Gezien we tussen hoge, steile rotsen zullen varen die soms een heel nauwe doorgang bieden, overhandigt de gids ons een gele helm, die we allen opzetten. We krijgen duidelijke uitleg in het Engels over de verschillende soorten zeevogels die we hier aantreffen, o.a. papegaaiduikers, stormvogels en jan-van-genten.
Op veel broedplaatsen hoog op de rotsen huizen nog vogels met hun kleintjes. We zien heel veel mooie vogels, helaas vaak in de vlucht, dus moeilijk te fotograferen. Zelfs de door ons zo gezochte papegaaiduikers vliegen over onze hoofden heen.
De prachtige trip duurt ongeveer twee uur, dan varen we met volle snelheid terug naar de haven van Vestmanna, want er wacht nog een groep belangstellenden.
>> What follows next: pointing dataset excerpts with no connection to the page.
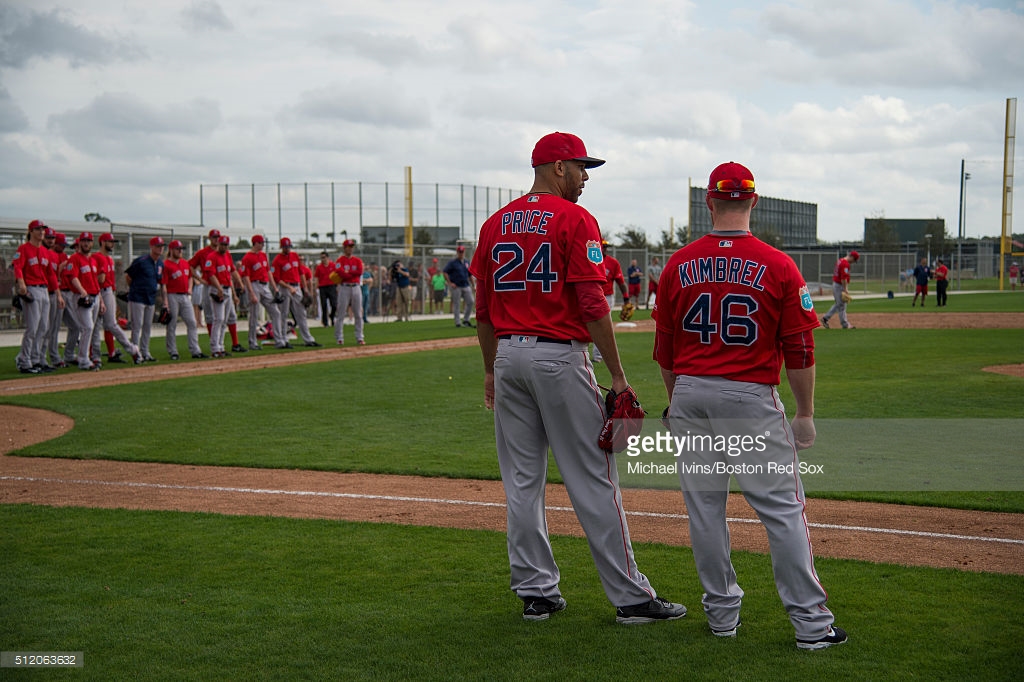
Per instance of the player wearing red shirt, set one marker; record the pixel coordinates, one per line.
(33, 278)
(328, 290)
(348, 273)
(85, 285)
(218, 274)
(941, 283)
(540, 269)
(730, 309)
(841, 287)
(262, 290)
(108, 323)
(176, 282)
(287, 271)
Niettegenstaande het echt warm is, voelt het nu koud aan op de boot gezien de snelheid waarmee hij terugkeert.
Wij richten ons naar het noorden van Streymoy en houden even halte aan het zwarte kerkje met wit torentje en grasdak in Hvalvik. Helaas is het gesloten. We rijden verder naar Saksun, een pittoresk plaatsje in het noordwesten van het schiereiland, dat een bezoek zeker waard is.
Saksun ligt aan de voet van een fjord, omgeven door vrij hoge bergen en heeft ook een klein kerkje. Dergelijke kleine kerkjes zullen we gans de reis door vaak zien. Dorpjes met enkele huizen hebben blijkbaar hun eigen kerkje. Dit kerkje is eveneens gesloten. Gezien het begint later te worden en we de hele weg moeten terugrijden, besluiten we om Tjornuvik opzij te laten, eventueel kunnen we dit morgen bezoeken na onze toer op Eysturoy.
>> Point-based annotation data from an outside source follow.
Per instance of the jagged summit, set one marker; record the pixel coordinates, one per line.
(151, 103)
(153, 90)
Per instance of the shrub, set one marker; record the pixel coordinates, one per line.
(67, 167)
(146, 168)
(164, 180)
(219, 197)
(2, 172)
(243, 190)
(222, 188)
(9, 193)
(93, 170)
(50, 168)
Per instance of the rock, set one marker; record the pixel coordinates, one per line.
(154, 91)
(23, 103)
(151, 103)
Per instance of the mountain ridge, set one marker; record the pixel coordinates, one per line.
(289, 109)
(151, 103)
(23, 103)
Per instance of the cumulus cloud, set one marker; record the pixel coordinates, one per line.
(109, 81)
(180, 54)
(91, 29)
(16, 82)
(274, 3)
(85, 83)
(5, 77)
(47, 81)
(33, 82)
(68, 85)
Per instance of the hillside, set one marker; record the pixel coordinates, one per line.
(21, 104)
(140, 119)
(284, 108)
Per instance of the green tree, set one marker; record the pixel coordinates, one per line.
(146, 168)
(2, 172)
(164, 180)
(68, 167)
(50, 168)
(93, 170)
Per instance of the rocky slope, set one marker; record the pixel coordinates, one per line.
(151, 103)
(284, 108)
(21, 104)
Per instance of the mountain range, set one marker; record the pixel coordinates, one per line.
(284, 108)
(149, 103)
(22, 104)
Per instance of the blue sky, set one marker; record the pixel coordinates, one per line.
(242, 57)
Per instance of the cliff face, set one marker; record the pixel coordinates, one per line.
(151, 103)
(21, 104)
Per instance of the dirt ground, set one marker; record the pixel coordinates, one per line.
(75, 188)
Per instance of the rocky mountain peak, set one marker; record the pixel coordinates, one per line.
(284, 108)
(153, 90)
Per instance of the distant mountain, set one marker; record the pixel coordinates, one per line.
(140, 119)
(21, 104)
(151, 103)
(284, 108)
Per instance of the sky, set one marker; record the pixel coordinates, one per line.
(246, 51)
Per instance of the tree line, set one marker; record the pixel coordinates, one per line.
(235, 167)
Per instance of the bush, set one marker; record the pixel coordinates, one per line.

We keren terug naar Tórshavn via Hvalvik en Kollafjordur en houden verder weg 54 langs de kust aan om in Hoyvik even naar de Hoyvikar Kirkja te lopen. Ook deze kerk is echter gesloten. De Hoyvikar Kirkja, merkelijk groter dan de vorige kerken, is van ver zichtbaar door haar hoge ligging en heeft een moderne bouwstijl.
We keren dan maar terug naar ons hotel om ons op te frissen voor het avondmaal. Vooraleer in Tórshavn een restaurant te zoeken kuieren we nog wat rond in het stadje en lopen naar de vuurtoren, waar we een mooi zicht krijgen over de haven.
Het is zonnig, hier en daar zien we een mooi wolkje, er is een beetje wind, maar het is warm. Vandaag rijden we naar Eysturoy, het tweede grootste eiland van de Faerøer, verbonden met Streymoy door de Noord Atlantische Oceaanbrug.
We rijden opnieuw over weg 10 richting Kollafjordur tot we aan een file komen en iedereen begint terug te draaien. Wat nu? Er komt een vriendelijke man naar ons toe die uitlegt dat de weg voor een drietal dagen gesloten is wegens wegenwerken en dat we moeten terugdraaien om over de oude weg door de bergen naar Kollafjordur rijden. Hij toont ons op ons zeer klein plannetje, zoals hij zelf zegt, hoe we er kunnen geraken.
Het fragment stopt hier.